BR Blog: Lifetime allowance

14.12.2015

Filed Under: Private Client

Written by: Martin Reynard

Increasingly, we are coming across people who don’t fully understand the significance of the lifetime allowance, perhaps not realising that it has been reducing for the last four years, and, so, have missed the opportunity to “protect” themselves, resulting in unnecessary tax charges of up to £120,000.

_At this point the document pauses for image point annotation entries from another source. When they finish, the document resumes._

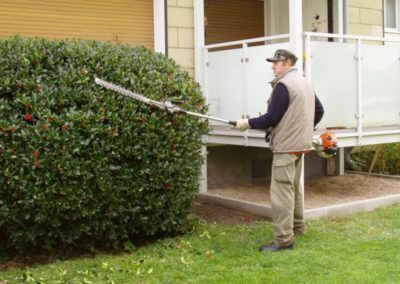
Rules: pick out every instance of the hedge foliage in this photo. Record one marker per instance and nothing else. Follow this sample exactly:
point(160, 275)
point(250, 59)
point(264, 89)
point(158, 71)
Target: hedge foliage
point(82, 166)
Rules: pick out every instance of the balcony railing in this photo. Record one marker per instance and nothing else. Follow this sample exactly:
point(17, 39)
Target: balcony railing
point(357, 79)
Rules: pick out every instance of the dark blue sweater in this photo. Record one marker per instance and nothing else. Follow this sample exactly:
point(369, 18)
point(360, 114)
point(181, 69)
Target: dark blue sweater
point(277, 108)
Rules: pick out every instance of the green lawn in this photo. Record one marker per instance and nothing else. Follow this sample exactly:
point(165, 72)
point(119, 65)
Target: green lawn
point(362, 248)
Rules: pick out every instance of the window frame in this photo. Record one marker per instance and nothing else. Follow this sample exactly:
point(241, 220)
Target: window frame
point(397, 18)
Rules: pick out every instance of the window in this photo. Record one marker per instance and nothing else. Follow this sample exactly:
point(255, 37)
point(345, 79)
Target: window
point(392, 16)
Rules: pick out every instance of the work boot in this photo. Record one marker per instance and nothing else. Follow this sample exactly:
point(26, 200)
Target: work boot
point(273, 247)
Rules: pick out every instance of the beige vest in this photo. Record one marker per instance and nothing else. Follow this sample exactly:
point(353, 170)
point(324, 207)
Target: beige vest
point(294, 132)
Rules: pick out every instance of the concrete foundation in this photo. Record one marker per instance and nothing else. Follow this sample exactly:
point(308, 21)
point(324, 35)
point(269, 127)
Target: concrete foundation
point(229, 165)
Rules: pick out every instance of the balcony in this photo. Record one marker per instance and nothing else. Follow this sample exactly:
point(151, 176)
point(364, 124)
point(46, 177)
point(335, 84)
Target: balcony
point(357, 79)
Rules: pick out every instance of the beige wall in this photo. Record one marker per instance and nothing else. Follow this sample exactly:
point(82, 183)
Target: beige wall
point(181, 33)
point(365, 17)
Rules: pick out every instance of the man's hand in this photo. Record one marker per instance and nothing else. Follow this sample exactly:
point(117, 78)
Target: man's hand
point(242, 124)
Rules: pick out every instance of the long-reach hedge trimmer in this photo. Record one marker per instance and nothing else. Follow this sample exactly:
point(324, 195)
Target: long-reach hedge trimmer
point(167, 106)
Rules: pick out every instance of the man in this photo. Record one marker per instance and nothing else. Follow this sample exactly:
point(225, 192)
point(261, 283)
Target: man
point(293, 111)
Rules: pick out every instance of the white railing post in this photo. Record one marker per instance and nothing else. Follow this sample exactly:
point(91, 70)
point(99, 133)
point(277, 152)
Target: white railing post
point(245, 59)
point(308, 57)
point(205, 77)
point(359, 91)
point(296, 30)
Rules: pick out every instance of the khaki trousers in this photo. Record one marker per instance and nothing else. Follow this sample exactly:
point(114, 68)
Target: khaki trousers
point(287, 197)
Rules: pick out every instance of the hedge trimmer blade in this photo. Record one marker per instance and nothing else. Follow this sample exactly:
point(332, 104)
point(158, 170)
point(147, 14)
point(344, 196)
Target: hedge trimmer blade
point(167, 106)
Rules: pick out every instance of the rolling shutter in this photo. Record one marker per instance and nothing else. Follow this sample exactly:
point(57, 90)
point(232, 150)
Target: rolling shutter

With another cut on the horizon, it is important to take stock and act now to minimise tax.
 
Historically
A cornerstone of the Government’s 2006 pension simplification exercise, the lifetime allowance has been subject to much tinkering ever since. The premise is simple: everyone is allowed to accumulate tax favoured pension arrangements up to a limit (broadly 25% tax free; 75% taxed as income). Go over the limit and the excess is taxed at 55%.
 
Pitching the allowance at £1.5m in April 2006, the Government allowed pre-set increases over the following five years so that by April 2011 up to £1.8m could be built up.
 
National austerity then took hold. April 2012 and April 2014 saw the allowance systematically cut back to £1.5m and £1.25m respectively. April 2016 sees a third and hopefully final cut to £1m, albeit with the allowance then being linked to CPI from April 2018. CPI, by the way, is currently 0%.
 
Along the way, the Government has allowed people to lock in to a higher allowance before a cut came in, such protection being subject to timely application and generally conditional on no further pension contributions being paid. Beneficiaries of Fixed Protection 2012 or Fixed Protection 2014 will have a lifetime allowance of £1.8m or £1.5m.
 
Act now
In the same vein, the current £1.25m allowance is available to anyone applying for Fixed Protection 2016. HMRC has yet to confirm the procedure for this and it may be that 5 April 2016 is not an application deadline (as the two Fixed Protection precedents might imply) but it will definitely be conditional on no further pension contributions being paid after 5 April 2016. If applicable, this might entail leaving an employer sponsored pension scheme – not a step to be taken lightly, especially if there is no cash alternative to the employer’s contribution.
 
Those with pension funds of £1m or more may also apply for Individual Protection 2016, substituting the higher value of their pension arrangements as their own personal allowance, subject to a maximum of £1.25m. Individual Protection 2016 is not conditional on contributions stopping – potentially beneficial to members of employer sponsored pension arrangements.
 
Likewise, those with pension arrangements valued at £1.25m or more as at 5 April 2014 should consider applying for Individual Protection 2014 so as to secure a personal allowance of more than £1.25m (£1.5m maximum). The deadline for doing so is 5 April 2017, to allow the April 2014 valuations to be done.